Study of a novel TFEB activator on attenuating Tau pathology in Alzheimer’s disease

Alzheimer’s disease (AD) is the most common neurodegenerative disorder, affecting 4–8% of the elderly population worldwide. Currently no drugs are capable of curing this disease. AD is characterized by the deposition of extracellular amyloid plaques composed of β-amyloid peptides (Aβ) and intracellular neurofibrillary tangles consisting of hyperphosphorylated Tau protein in the brain. In the past few decades, great efforts have been made for AD drug discovery mainly based on targeting Aβ. However, none of the small molecules used for targeting Aβ have produced meaningful results in clinical trials. Given that hyperphosphorylated Tau in neurofibrillary tangles (NFT) are more strongly correlated with memory deficits than Aβ in clinical research, the target is moving from Aβ to Tau for developing AD drugs. Increasing evidence has demonstrated that activation of TFEB (transcription factor EB), a master regulator of autophagy and lysosomal biogenesis, can ameliorate neurotoxicity and rescue neurodegeneration in AD animal models. However, currently known TFEB activators also inhibit mTOR, a master regulator of cell growth and metabolism.

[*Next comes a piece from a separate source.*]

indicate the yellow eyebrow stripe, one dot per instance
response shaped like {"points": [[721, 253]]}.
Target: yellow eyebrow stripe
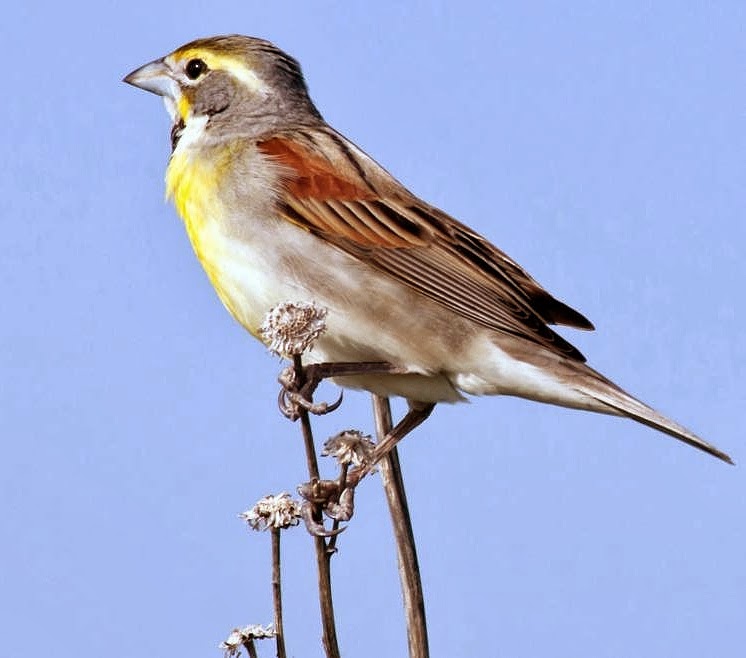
{"points": [[236, 67]]}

Thus, the identification of TFEB activators, as safe drugs, acting without inhibiting the mTOR pathway would be preferred and would probably have few side effects in AD treatment.

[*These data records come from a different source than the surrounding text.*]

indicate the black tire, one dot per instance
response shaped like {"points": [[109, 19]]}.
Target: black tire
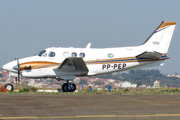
{"points": [[64, 87], [9, 87], [59, 90], [71, 89]]}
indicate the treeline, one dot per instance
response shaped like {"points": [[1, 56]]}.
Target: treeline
{"points": [[144, 77]]}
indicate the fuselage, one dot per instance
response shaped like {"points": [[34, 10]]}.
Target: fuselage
{"points": [[98, 61]]}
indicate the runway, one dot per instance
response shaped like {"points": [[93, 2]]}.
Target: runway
{"points": [[126, 107]]}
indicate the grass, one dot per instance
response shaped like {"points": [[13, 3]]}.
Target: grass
{"points": [[138, 91]]}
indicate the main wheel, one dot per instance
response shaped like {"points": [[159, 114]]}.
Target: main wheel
{"points": [[9, 86], [64, 87], [71, 88]]}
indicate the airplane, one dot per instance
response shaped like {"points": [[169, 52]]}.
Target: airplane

Our group recently screened and identified a synthesized monocarbonyl analog of curcumin, termed C1. C1 binds and activates TFEB to promote autophagy and lysosomal biogenesis in an mTOR-independent manner (Song JX, et al Autophagy 2016). Given the fact that TFEB overexpression promotes the clearance of Tau, we tested the effect of C1 on the degradation of Tau proteins in cells and animal models. Our preliminary data show that C1 promotes the clearance of aberrant Tau in vitro and in vivo. Importantly, C1 improves motor performance in P301S Tau transgenic mice in the Rotarod test. This function improvement is accompanied with significant Tau clearance in Tau transgenic mice. Thus, we hypothesize that C1 activates TFEB to attenuate Tau pathology in AD animal models.

In this study we propose: (1) To consolidate the neuroprotective effects of C1 in P301S Tau transgenic AD mice；(2) To determine the mechanism by which C1 promotes the clearance of aberrant Tau in neuronal cells; and (3) To evaluate the pharmacokinetics and safety of curcumin analog C1. In summary, this study will provide promising pre-clinical data of a novel mTOR-independent, BBB-permeable TFEB activator for developing a disease-modifying drug for AD.